News and Commentary

Here’s What Former President Trump Is Expected To Say At Sunday’s CPAC Gathering

"We will be united and strong like never before."
NATIONAL HARBOR, MARYLAND - FEBRUARY 29: US President Donald Trump hugs the flag at the annual Conservative Political Action Conference (CPAC) at Gaylord National Resort & Convention Center February 29, 2020 in National Harbor, Maryland. Conservatives gather at the annual event to discuss their agenda. (Photo by
Tasos Katopodis/Getty Images

Former President Donald Trump is set to make his first public appearance since leaving office on Saturday, and he’s reportedly going to speak about uniting the Republican Party — and “Trumpism.”

While there have been rumors that Trump might seek to create his own political party, in his speech Sunday at the Conservative Political Action Conference he is expected to advocate pulling the party together, according to an excerpt of the speech obtained by Fox News.

“We are not starting new parties, and we will not be dividing our power and our strength. Instead, we will be united and strong like never before,” Trump is expected to say, Fox reported, adding that the address will likely be well over an hour long and “will also lay out a ‘pathway’ for the GOP to take control of the House and Senate, aides have said.”

Trump is also expected to rip President Joe Biden, “focusing on the new administration’s approach to illegal immigration, job losses from the decision to halt work on the Keystone XL pipeline, and the Democratic Party’s use of identity politics,” Fox said.

Meanwhile, the New York Post cited sources saying the former president will define “Trumpism” and press his America First platform.

“He wants to go into a deeper definition of what Trumpism is and what makes up the America First movement,” one source told the paper. “And not only will this represent the framework for which he will endorse candidates heading into the midterms, but this also provides the broader framework to give the Republican Party direction as we move into the midterms and beyond.”

“Trump is also expected to continue to take swipes at the GOP dissidents who voted to impeach him — as he did on Friday, when he endorsed Max Miller, 32, a former White House aide who plans to primary two-term GOP Rep. Anthony Gonzalez of Ohio,” said the Post.

Since Biden took office Jan. 20, the former president has stayed mostly quiet — until Feb. 17.

“I saw that he said there was no vaccine when he came into office, and yet he got a shot before he came into office,” Trump said on Newsmax’s “Greg Kelly Reports.” “It was already in early November when we announced it, but we actually had it substantially before that.
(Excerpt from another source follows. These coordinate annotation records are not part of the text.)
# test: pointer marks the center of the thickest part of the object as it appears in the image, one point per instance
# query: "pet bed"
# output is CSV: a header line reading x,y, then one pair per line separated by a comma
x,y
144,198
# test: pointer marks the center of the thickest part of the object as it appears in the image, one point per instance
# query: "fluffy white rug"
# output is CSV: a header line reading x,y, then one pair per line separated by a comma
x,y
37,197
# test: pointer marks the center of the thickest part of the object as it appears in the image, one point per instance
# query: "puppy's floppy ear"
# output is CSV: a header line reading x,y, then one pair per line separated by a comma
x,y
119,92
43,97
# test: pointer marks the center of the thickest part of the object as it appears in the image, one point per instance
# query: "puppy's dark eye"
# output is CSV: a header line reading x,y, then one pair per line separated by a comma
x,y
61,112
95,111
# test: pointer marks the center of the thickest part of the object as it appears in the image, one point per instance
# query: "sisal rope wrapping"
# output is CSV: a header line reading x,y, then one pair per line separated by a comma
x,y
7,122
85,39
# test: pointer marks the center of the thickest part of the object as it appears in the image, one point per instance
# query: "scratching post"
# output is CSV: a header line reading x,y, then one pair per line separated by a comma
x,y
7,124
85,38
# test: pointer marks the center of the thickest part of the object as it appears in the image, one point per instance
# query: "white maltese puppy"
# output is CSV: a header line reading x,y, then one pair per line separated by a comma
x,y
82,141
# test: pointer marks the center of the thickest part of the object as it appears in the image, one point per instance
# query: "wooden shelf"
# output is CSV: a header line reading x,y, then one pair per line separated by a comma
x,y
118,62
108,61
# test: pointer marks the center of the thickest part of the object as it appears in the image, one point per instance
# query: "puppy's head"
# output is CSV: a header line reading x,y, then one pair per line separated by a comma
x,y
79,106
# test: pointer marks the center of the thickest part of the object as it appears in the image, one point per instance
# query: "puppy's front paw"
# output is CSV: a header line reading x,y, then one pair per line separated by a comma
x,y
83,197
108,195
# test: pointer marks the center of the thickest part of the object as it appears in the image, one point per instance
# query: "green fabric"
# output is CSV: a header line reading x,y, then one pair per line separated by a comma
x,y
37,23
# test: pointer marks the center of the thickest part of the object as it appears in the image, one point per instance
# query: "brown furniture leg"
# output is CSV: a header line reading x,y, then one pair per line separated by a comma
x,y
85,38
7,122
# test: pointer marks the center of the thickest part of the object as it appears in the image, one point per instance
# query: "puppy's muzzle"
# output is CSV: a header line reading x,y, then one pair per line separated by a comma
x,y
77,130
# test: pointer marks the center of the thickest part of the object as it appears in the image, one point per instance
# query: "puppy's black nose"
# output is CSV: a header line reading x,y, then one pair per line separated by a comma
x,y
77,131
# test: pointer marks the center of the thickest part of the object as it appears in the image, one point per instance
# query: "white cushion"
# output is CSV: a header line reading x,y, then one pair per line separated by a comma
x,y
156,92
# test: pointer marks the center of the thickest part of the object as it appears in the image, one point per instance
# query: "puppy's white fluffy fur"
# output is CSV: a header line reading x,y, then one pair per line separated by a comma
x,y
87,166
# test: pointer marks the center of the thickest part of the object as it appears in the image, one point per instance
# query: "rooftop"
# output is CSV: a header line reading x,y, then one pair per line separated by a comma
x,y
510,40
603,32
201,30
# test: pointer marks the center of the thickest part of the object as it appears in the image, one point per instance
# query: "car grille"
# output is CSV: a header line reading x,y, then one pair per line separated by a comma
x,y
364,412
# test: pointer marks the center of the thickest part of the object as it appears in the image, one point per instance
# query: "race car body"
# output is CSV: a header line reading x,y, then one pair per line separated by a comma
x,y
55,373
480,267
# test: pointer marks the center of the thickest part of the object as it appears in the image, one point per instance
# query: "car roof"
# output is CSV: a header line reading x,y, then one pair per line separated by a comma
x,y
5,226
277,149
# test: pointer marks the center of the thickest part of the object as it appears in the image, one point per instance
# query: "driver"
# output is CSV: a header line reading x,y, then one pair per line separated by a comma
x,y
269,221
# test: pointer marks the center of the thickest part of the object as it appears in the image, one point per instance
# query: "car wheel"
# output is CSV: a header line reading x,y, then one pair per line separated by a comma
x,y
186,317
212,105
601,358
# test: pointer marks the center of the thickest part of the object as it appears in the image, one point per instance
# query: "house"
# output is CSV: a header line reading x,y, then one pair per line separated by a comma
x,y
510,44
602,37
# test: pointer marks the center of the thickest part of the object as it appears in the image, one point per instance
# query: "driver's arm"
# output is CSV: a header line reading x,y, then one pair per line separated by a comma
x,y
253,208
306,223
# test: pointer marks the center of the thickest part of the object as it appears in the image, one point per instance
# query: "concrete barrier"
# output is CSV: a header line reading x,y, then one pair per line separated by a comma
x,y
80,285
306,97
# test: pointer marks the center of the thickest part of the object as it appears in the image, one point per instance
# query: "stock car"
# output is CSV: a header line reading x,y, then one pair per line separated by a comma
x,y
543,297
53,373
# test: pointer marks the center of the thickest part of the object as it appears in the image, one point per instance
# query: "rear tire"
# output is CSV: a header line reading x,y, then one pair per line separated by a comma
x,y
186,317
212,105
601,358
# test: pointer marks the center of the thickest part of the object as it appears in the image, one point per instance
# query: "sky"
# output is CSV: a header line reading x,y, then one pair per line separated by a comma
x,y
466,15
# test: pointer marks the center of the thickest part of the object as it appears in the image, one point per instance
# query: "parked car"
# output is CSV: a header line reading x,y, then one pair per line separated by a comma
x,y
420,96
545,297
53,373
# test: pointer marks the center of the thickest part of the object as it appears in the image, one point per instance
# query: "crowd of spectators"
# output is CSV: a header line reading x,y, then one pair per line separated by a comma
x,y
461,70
We were giving millions of shots and millions of doses.”

Pfizer’s COVID-19 vaccine, the first in the U.S., was approved by the Food and Drug Administration (FDA) for emergency use authorization (EUA) on Dec. 11. The FDA on Dec. 18 also approved Moderna’s EUA request.

“So he’s either not telling a truth, or he’s mentally gone, one or the other,” Trump said. “Could he be joking? Because, frankly, that was a very dumb statement.”

Trump said Biden is “being killed on that whole thing. Even the haters are saying, you know this vaccine was announced long before. He is getting lit up on that one.”

Meanwhile, the former president didn’t rule out another run for the White House.

“It’s too early to say, but I see a lot of great polls out there. We have tremendous support,” he said. “I won’t say yet, but I have tremendous support, and I’m looking at poll numbers that are through the roof.”

“I’m the only guy who gets impeached and my numbers go up,” he said.